Hello,
This is the second time through IETF Last Call for EAT.
The significant difference between draft-ietf-rats-eat-24 and draft-ietf-rats-eat-27 is the removal the normative reference to SUIT
Manifest (and in turn SUIT MTI) so as to not have to wait for publication of the SUIT docs. See diff of manifests section below.
Our thinking is EAT is undiminished by this removal. The normative reference is only for the manifests claims, not for any central part of EAT.
The manifests claim is pluggable via a CDDL socket and CoAP content type. The SUIT Manifest reference is really just a pre-registration of a content type. It is still easy for someone to use SUIT Manifest with EAT. The pre-reg of CoSWID manifest and measurements
content types will still be there.
If the reference were for a core part of EAT, like JWT or COSE, we wouldn’t have made this change.
The reason we put the reference in the document was to help justify and prove out the design of the manifests claim. That is accomplished. If we were thinking more carefully, we would have made the reference informative or removed it to avoid the publication
schedule interlock like we did with UCCS.
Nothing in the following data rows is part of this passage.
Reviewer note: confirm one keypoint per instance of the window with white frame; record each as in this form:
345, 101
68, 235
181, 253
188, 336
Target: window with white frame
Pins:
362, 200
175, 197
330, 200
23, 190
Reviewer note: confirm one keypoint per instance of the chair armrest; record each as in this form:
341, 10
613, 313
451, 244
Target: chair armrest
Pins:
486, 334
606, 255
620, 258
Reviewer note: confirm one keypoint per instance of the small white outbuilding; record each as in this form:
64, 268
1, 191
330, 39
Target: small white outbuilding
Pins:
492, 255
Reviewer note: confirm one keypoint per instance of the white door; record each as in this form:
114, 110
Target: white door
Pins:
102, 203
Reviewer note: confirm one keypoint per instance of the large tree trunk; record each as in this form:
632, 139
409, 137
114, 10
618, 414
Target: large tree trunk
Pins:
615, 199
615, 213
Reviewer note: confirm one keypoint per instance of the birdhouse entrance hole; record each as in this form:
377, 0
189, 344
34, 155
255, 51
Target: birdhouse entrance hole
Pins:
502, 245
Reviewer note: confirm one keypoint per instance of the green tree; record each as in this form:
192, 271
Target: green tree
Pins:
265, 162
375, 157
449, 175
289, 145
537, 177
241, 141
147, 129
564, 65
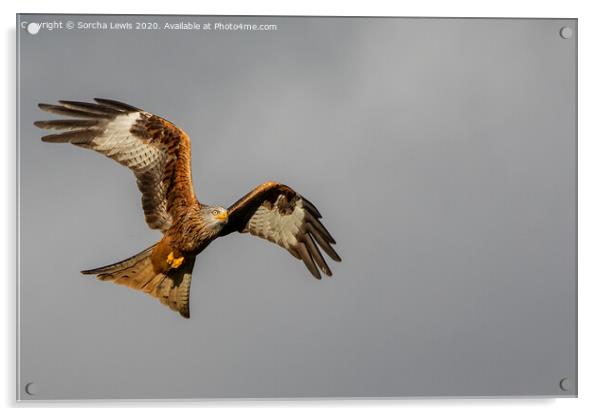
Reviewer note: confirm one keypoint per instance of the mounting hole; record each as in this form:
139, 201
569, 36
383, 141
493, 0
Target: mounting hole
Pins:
31, 389
33, 28
566, 384
566, 32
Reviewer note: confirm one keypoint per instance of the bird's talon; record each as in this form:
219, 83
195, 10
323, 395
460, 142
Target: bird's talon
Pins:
173, 261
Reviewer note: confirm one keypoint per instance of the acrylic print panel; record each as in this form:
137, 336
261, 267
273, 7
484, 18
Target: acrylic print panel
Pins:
441, 154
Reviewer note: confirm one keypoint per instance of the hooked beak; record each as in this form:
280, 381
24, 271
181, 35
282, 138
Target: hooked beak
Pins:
223, 216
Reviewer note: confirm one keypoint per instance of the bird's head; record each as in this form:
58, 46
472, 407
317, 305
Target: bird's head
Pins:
215, 216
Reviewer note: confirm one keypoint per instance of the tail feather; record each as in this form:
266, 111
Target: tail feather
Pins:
172, 288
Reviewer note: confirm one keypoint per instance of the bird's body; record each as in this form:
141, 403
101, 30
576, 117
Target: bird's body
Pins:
158, 153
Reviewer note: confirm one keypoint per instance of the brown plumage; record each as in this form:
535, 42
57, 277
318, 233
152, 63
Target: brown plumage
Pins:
158, 153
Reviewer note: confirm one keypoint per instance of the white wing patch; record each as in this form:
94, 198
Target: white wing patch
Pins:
279, 228
118, 143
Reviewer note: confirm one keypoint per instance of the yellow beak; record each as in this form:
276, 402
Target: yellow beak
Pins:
223, 216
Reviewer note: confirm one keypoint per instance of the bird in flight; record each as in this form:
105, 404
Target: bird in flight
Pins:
158, 153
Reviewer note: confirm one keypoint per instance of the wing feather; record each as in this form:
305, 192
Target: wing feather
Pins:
280, 215
154, 149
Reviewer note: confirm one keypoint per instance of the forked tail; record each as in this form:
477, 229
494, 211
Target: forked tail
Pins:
172, 288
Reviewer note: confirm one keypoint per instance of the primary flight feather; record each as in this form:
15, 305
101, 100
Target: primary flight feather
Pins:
158, 153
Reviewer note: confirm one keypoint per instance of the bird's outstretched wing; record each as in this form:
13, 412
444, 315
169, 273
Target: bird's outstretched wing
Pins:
155, 150
277, 213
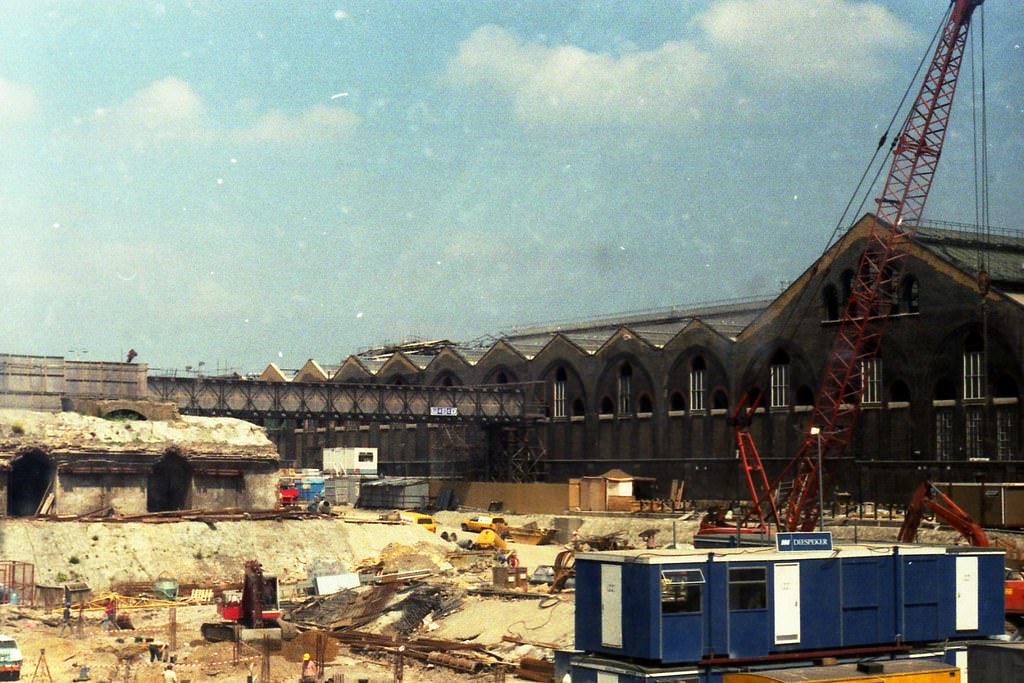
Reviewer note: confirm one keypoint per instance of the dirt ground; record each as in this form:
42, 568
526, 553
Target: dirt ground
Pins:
105, 554
212, 554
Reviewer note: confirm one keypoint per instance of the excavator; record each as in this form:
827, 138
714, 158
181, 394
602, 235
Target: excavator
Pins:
252, 613
791, 501
929, 500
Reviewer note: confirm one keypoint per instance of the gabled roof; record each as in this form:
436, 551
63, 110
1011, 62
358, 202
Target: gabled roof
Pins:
655, 327
310, 372
623, 336
351, 366
397, 363
273, 374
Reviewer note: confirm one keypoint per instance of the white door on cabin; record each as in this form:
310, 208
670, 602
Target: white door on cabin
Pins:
967, 593
611, 605
786, 594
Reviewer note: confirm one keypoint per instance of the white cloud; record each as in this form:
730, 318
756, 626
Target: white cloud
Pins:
806, 42
318, 123
167, 109
170, 110
17, 102
744, 57
569, 84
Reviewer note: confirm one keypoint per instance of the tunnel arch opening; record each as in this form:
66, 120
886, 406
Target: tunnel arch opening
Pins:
169, 483
29, 481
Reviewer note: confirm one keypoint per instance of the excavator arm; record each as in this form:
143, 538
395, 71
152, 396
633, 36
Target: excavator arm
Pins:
928, 499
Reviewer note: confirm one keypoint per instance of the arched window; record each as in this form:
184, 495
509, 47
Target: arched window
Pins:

The other changes are fixes for typos, changes for the completed IANA assignments, idnits and other that would not trigger this recycle through WGLC and IETF LC.
LL
4.2.15. manifests (Software Manifests) Claim The "manifests" claim contains descriptions of software present on the entity. These manifests are installed on the entity when the software is installed or are created as part of the installation process. Installation is anything that adds software to the entity, possibly factory installation, the user installing elective applications and so on. The defining characteristic of a manifest is that it is created by the software manufacturer. The purpose of this claim is to relay unmodified manifests to the verifier and possibly to the relying party. Some manifests are signed by their software manufacturer independently, and some are not either because they do not support signing or the manufacturer chose not to sign them. For example, a CoSWID might be signed independently before it is included in an EAT. When signed manifests are put into an EAT, the manufacturer's signature SHOULD be included even though an EAT's signature will also cover the manifest. This allows the receiver to directly verify the manufacturer-originated manifest. This claim allows multiple manifest formats. For example, the manifest may be a CBOR-encoded CoSWID, an XML-encoded SWID or other. Identification of the type of manifest is always by a Constrained Application Protocol (CoAP) Content-Format integer [RFC7252]. If there is no CoAP identifier registered for a manifest format, one MUST be registered. This claim MUST be an array of one or more manifests. Each manifest in the claim MUST be an array of two. The first item in the array of two MUST be an integer CoAP Content-Format identifier. The second item is MUST be the actual manifest. In JSON-encoded tokens the manifest, whatever encoding it is, MUST be placed in a text string. When a non-text encoded manifest like a CBOR-encoded CoSWID is put in a JSON-encoded token, the manifest MUST be base-64 encoded. This claim allows for multiple manifests in one token since multiple software packages are likely to be present. The multiple manifests MAY be of different encodings. In some cases EAT submodules may be used instead of the array structure in this claim for multiple manifests. A CoSWID manifest MUST be a payload CoSWID, not an evidence CoSWID. These are defined in [RFC9393].